1973 Volume 21 Issue 3 Pages 503-510
A method for microdetermination of cortisol and corticosterone in blood by the isotope derivative dilution analysis was established by the use of thiosemicarbazide-35S as the labeled reagent and 3H-labeled corticosteroid for correcting the loss during extraction and separation procedures.
Cortisol and corticosterone are reacted with thiosemicarbazide-35S in acetic acidmethanol at 65° for 90min, and the thiosemicarbazones-35S formed are extracted with dichloroethane. After addition of the carrier to the extract, it is submitted to repeated thin-layer chromatography at a low temperature of 10°, using solvent systems of chloroform-ethanol (9:1, v/v) and benzene-acetone (1:1), by which corticosteroids are separated from each other and from substances present in blood. The amount of isolated cortisol and corticosterone thiosemicarbazones are estimated from the radioactivity of 3H and 35S.
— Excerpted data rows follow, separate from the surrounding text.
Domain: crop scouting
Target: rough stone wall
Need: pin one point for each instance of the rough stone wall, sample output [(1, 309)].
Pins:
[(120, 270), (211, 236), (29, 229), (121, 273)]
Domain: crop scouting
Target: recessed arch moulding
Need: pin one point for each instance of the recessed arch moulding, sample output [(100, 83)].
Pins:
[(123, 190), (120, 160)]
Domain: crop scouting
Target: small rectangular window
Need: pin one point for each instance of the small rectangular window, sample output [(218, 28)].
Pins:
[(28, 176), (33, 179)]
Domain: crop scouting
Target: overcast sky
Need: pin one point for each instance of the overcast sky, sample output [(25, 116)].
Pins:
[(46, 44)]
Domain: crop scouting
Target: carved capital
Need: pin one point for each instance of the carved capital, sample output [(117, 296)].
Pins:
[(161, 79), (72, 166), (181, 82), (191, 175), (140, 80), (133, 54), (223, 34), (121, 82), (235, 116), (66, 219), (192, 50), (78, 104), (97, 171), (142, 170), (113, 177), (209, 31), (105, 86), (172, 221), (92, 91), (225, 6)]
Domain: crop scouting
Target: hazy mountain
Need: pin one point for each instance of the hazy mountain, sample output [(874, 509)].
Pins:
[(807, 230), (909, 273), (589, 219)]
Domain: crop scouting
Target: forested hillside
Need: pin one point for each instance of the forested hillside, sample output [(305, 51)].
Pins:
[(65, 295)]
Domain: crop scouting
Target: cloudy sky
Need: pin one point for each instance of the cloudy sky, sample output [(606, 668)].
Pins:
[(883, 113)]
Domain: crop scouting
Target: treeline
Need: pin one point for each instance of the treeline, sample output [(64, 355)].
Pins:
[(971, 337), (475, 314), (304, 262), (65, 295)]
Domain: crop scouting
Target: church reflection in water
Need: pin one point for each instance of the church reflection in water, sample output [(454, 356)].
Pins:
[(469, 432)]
According to this method, the values of cortisol and corticosterone are in the range of 0.001-10.0μg, recovery rate is ca.100%, and relative standard deviation is 1.0-6.7%. The determination can be made with good accuracy and precision. Comparative examination of the same sample by this method and by fluorometry gave a slightly higher values from this method, and the relative standard deviation showed a large dispersion of 6.0-18.0%. However, the analytical precision and sensitivity of this method are better than fluorometry. Determination of 0.1-5.0ml of sample plasma by this method showed. relative standard deviation of 0.8-3.4%, with small dispersion, and accuracy of determination was found to be satisfactory.